Invisible Influences: Investigating Implicit Intersectional Biases through Persona Engineering in Large Language Models
Summary: arXiv:2604.06213v1 Announce Type: cross
Abstract
Large Language Models (LLMs) excel at human-like language generation but often embed and amplify implicit, intersectional biases, especially under persona-driven contexts. Existing bias audits rely on static, embedding-based tests (CEAT, I-WEAT, I-SEAT) that quantify absolute association strengths. We show that they have limitations in capturing dynamic shifts when models adopt social roles.
We address this gap by introducing the Bias Amplification Differential and Explainability Score (BADx): a novel, scalable metric that measures persona-induced bias amplification and integrates local explainability insights. BADx comprises three components – differential bias scores (BAD, based on CEAT, I-WEAT, I-SEAT), Persona Sensitivity Index (PSI), and Volatility (Standard Deviation), augmented by LIME-based analysis for emphasizing explainability.
This study is divided and performed as two different tasks. Task 1 establishes static bias baselines, and Task 2 applies six persona frames (marginalized and structurally advantaged) to measure BADx, PSI, and volatility. This is studied across five state-of-the-art LLMs (GPT-4o, DeepSeek-R1, LLaMA-4, Claude 4.0 Sonnet and Gemma-3n E4B).
Key Findings
Results show persona context significantly modulates bias. The following findings were observed across the models:
- GPT-4o: Exhibits high sensitivity and volatility.
- DeepSeek-R1: Suppresses bias but demonstrates erratic volatility.
- LLaMA-4: Maintains low volatility and a stable bias profile with limited amplification.
- Claude 4.0 Sonnet: Achieves balanced modulation of bias.

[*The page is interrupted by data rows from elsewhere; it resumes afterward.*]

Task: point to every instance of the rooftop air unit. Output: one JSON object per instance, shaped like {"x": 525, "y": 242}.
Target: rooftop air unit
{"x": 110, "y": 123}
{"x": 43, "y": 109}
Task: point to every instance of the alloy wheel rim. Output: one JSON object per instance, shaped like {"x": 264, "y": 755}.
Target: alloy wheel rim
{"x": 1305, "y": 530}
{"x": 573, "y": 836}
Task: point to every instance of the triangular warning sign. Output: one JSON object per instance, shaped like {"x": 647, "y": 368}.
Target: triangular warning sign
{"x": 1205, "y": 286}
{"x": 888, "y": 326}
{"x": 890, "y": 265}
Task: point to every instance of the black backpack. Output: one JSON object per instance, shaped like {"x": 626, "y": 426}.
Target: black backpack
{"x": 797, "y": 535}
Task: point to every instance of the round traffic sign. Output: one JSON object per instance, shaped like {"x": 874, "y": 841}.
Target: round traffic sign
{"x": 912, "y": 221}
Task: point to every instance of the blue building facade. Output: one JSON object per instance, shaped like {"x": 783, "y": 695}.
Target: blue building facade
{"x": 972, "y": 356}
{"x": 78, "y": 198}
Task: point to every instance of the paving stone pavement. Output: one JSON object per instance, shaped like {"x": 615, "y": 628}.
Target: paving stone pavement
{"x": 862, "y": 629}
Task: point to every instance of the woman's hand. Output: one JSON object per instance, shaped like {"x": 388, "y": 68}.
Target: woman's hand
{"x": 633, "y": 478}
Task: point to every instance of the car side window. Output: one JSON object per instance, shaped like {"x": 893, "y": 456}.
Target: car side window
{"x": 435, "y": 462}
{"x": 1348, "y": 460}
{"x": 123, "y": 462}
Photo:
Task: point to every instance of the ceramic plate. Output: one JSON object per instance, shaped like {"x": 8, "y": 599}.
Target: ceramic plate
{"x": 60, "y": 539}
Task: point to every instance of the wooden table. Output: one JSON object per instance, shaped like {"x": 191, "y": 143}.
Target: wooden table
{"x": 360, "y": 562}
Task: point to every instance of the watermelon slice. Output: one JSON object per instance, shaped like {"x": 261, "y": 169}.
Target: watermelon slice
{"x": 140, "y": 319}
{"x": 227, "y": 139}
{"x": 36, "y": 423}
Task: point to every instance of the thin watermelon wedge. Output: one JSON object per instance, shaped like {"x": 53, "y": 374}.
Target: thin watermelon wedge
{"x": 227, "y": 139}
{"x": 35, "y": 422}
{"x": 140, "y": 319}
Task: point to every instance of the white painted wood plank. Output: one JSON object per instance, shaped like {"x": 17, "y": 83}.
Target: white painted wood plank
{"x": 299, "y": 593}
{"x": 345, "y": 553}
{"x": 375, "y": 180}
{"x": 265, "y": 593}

- Gemma-3n E4B: Attains the lowest volatility with moderate amplification.
Advantages of BADx
BADx performs better than static methods by revealing context-sensitive biases that are often overlooked in static methods. Our unified method offers a systematic way to detect dynamic implicit intersectional bias in five popular LLMs.
Conclusions
The introduction of BADx marks a significant advancement in the audit of biases in LLMs, offering deeper insights into how different personas can influence biases within these models. As AI continues to evolve, understanding and mitigating these biases remains crucial for ethical AI deployment and user trust.